The world goes by at a pace that feels natural. Everything seems more tangible, easier to remember. The trees standing like so, the fields, the hills watching over them since geologic time. Next time I pass this way, they'll still be here.
This is my excuse for being stunned at the news that on New Year's Day one of my host dads passed away. I got to see him 6 weeks ago, after Sydney Melbourne. He and his wife Phil, in the same house with the kitchen table I remember, the sliding glass doors out to the pool and beautiful garden all around.

We had tea. Eddie carried the cups since Phil uses a walker now. There was a photo, me at 16, pinned to the wall with many others. Many stories of a life together. He looked at me and said "Look at you, all grown up!"
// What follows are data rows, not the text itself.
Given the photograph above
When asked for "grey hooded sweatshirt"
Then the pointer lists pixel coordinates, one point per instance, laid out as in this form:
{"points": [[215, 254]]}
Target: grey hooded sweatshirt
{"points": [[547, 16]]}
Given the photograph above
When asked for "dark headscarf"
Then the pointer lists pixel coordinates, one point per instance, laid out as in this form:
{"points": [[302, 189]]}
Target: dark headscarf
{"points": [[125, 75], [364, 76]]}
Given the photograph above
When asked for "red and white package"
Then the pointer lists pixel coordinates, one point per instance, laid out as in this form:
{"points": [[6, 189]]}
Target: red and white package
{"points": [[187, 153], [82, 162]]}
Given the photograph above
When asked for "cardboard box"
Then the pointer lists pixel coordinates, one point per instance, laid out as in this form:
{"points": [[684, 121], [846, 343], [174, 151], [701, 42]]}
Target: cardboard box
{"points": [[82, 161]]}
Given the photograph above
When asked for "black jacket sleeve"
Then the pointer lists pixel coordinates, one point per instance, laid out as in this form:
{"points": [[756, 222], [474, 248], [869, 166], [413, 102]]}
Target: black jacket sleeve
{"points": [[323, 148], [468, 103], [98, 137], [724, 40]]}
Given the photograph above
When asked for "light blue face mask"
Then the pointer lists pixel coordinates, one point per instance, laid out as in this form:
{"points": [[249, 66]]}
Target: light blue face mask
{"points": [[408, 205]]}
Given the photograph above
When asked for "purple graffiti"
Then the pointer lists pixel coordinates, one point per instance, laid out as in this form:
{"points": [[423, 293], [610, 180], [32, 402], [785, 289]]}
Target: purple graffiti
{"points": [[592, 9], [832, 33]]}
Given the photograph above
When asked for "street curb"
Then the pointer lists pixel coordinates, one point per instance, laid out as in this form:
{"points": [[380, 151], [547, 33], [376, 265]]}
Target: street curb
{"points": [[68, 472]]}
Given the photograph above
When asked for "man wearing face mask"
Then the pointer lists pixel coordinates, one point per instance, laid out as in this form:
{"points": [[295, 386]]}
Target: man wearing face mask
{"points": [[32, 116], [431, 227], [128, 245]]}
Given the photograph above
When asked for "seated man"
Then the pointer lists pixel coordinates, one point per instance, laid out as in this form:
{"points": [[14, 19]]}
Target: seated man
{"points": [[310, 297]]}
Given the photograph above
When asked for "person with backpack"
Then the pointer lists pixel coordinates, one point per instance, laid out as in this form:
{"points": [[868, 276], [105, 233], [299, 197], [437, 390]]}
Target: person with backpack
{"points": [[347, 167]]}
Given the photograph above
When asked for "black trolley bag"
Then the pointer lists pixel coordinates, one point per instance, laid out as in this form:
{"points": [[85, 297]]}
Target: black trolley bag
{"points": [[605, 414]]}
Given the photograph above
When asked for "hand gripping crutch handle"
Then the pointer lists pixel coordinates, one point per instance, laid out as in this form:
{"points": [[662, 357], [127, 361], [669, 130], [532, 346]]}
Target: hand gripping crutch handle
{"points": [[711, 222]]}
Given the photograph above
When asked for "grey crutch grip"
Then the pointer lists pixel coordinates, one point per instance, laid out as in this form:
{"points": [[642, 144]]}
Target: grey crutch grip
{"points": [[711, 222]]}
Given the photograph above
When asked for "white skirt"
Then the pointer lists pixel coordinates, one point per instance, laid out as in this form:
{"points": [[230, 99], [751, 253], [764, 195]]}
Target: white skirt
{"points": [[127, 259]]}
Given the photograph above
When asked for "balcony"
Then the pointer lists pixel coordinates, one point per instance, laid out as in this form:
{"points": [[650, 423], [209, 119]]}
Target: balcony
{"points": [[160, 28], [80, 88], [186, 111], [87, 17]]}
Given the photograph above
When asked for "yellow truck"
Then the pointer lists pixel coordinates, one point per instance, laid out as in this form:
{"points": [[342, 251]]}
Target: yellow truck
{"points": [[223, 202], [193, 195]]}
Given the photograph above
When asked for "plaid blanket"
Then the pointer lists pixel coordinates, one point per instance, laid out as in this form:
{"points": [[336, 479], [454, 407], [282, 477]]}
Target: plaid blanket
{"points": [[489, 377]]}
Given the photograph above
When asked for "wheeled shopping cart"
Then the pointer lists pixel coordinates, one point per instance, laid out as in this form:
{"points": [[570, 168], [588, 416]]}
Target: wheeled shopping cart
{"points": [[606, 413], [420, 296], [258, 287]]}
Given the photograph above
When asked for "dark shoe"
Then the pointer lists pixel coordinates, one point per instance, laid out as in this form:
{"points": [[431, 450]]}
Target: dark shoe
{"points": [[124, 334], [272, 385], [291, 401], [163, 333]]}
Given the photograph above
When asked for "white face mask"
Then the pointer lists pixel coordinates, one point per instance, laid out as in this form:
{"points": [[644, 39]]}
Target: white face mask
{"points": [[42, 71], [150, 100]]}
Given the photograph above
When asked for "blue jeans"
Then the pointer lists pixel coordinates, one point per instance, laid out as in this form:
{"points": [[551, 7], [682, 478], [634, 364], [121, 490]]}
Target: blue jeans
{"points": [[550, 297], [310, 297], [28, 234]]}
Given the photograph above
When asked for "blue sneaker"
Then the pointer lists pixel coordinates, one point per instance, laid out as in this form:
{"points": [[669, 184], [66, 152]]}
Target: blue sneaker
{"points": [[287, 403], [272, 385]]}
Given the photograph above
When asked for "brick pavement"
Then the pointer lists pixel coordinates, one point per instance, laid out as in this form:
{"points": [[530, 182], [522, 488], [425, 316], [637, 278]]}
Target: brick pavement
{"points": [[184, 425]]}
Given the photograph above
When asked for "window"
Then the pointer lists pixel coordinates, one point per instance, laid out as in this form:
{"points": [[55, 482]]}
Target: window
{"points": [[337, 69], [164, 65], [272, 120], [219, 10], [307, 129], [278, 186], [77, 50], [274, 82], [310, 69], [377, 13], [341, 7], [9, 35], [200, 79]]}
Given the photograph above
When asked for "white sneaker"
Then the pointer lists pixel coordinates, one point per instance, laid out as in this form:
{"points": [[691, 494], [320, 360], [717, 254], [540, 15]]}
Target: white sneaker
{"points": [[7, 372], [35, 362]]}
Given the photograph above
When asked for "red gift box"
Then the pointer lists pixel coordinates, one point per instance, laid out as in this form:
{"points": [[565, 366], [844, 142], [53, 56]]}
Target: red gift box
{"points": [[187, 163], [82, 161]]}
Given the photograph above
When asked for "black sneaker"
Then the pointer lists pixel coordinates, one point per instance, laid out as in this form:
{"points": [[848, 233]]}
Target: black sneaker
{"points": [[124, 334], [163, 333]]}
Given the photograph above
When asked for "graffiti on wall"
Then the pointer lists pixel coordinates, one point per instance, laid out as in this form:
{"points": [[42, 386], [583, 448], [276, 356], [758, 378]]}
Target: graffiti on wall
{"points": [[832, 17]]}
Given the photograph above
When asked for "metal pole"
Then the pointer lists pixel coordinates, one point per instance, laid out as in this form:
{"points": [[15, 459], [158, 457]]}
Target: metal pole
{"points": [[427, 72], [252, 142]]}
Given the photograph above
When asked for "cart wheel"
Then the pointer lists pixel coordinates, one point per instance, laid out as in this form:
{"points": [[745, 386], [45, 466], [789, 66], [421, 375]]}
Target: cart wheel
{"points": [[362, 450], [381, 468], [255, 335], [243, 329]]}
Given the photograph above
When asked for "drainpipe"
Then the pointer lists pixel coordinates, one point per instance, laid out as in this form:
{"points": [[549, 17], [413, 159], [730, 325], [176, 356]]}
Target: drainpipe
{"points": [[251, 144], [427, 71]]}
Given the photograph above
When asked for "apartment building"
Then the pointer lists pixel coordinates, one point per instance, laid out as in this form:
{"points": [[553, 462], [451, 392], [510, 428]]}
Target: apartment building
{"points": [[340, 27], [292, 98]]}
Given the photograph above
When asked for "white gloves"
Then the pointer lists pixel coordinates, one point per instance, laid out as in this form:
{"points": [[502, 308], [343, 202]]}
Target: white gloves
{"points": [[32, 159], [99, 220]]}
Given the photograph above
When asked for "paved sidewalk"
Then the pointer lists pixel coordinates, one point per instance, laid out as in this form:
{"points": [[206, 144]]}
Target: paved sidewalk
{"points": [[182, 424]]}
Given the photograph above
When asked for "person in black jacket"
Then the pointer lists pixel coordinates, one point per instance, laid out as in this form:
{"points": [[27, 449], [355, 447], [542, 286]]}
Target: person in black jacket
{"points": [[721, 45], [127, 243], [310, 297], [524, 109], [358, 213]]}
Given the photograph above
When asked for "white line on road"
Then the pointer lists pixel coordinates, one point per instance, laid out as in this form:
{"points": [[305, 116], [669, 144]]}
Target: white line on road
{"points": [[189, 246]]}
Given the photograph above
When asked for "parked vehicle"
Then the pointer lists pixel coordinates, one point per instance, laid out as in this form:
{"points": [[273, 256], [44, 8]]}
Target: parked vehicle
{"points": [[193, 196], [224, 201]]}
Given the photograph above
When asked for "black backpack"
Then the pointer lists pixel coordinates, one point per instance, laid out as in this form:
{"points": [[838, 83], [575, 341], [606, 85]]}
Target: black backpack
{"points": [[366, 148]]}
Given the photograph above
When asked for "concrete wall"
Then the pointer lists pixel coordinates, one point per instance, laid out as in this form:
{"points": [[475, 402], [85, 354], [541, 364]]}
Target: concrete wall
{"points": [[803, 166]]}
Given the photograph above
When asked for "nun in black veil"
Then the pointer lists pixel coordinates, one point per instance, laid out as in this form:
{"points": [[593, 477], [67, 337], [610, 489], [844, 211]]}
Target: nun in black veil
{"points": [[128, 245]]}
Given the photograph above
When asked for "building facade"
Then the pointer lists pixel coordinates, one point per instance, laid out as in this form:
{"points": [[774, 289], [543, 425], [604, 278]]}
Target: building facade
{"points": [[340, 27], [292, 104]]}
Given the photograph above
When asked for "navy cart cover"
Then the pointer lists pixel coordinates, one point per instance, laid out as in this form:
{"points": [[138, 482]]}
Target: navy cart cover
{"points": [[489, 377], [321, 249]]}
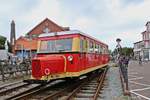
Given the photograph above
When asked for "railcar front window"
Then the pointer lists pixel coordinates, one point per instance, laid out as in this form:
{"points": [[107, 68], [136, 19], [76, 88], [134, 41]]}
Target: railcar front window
{"points": [[62, 45]]}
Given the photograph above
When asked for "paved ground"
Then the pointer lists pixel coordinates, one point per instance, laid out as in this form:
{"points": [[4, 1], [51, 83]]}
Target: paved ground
{"points": [[139, 80], [112, 86]]}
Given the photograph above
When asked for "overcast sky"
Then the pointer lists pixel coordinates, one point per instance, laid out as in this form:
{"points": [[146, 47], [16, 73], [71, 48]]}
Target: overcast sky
{"points": [[103, 19]]}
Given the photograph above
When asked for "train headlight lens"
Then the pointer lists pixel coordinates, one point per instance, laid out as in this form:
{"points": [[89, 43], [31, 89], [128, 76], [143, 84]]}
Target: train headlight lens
{"points": [[70, 58], [47, 71]]}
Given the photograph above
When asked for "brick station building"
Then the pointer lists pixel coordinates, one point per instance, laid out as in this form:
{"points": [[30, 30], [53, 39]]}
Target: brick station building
{"points": [[26, 46]]}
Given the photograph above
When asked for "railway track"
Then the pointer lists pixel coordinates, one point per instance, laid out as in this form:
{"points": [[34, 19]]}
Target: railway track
{"points": [[9, 90], [67, 90]]}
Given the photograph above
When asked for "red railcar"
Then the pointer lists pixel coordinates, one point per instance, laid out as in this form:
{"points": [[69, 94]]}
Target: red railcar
{"points": [[67, 54]]}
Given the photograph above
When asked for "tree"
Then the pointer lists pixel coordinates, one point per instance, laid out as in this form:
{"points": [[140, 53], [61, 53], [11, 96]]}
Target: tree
{"points": [[2, 42]]}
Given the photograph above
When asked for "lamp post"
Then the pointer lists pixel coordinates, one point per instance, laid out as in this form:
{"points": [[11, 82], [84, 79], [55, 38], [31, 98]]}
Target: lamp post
{"points": [[118, 47]]}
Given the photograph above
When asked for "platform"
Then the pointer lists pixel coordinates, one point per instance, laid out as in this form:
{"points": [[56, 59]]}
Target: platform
{"points": [[112, 89], [139, 80]]}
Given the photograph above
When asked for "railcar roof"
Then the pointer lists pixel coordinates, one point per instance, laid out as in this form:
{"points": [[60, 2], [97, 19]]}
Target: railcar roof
{"points": [[68, 32]]}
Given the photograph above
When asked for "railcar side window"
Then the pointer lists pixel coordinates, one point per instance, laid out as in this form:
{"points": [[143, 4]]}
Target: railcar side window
{"points": [[81, 45], [96, 48], [91, 49], [43, 46], [100, 49], [61, 45]]}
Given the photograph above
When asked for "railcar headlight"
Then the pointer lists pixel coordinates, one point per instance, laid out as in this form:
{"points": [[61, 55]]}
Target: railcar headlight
{"points": [[47, 71], [70, 58]]}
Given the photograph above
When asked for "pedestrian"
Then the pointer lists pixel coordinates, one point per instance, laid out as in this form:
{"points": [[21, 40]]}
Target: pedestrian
{"points": [[126, 61], [140, 60]]}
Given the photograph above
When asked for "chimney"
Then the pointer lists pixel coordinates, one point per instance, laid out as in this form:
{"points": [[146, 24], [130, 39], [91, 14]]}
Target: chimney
{"points": [[12, 35]]}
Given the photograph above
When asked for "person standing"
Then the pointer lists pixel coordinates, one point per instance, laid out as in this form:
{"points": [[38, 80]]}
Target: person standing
{"points": [[140, 60]]}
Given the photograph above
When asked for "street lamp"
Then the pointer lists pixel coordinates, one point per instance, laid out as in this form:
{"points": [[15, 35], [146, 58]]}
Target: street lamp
{"points": [[118, 47]]}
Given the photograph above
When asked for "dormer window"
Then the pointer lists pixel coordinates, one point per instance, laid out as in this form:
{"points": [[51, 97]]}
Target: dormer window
{"points": [[46, 30]]}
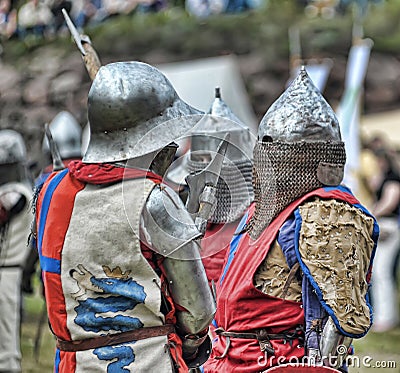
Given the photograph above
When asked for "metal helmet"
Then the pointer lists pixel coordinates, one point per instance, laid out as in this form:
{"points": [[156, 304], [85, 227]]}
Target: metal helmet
{"points": [[67, 134], [134, 110], [220, 120], [12, 157], [299, 149], [300, 114], [234, 189]]}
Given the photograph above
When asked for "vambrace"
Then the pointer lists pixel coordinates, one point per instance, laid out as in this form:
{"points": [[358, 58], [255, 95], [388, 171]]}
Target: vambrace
{"points": [[171, 232]]}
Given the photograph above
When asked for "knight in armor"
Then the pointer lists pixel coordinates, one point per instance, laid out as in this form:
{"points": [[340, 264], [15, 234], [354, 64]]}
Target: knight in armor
{"points": [[67, 134], [234, 189], [124, 283], [295, 281], [15, 222]]}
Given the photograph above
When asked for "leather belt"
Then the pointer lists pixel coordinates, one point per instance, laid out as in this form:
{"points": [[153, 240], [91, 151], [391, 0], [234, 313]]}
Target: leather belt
{"points": [[114, 339], [263, 338]]}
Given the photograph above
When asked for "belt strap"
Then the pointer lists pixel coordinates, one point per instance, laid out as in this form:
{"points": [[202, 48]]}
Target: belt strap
{"points": [[262, 336], [114, 339]]}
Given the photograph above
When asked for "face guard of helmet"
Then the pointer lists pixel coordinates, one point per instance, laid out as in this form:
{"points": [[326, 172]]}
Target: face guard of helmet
{"points": [[234, 190], [299, 149], [67, 134], [133, 111], [12, 157]]}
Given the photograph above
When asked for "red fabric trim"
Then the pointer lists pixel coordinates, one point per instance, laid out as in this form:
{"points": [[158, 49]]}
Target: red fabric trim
{"points": [[176, 352], [57, 224], [103, 173], [67, 362], [213, 248]]}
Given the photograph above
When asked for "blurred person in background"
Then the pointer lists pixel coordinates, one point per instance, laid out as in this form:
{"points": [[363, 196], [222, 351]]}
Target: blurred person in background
{"points": [[15, 223], [67, 134], [8, 19], [56, 6], [386, 184], [35, 18]]}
I thought I'd be wiser by now.

Looking at Google Maps, trying to reconstruct the experience of riding Sydney Melbourne, in my head it's Eddie's voice saying the names like Beechworth, Shepparton, the Grampians, Bright, the Snowies. Wagga Wagga (actually just, Wagga). Benalla, Yarra Glen. He never lost the places he'd been.

Somehow he knew of Silicon Valley and even had a personal computer when they were rare. In 1982 (!) somehow he knew it was the Next Big Thing. Over tea at the table I got to tell him, he was right.

Living with Eddie and Phil at the house was their intellectually disabled son. Also a character. They accepted him completely. Appreciated him for who he was. It was a powerful example, one that has taken years to absorb.

Everything I learned was still there, in that tricky way of memory. Feeling accepted in their home, not a stranger any more. Sharing food and experiences and eventually, who we are.

Fifty years from now someone with a PhD will do a study. It will show that human beings learn and remember and function better in the presence of empathy. That it changes us, forging new and different neural pathways. It will show that the changes last longer, are far more resilient than anyone expected.

How lucky are those of us, who already know.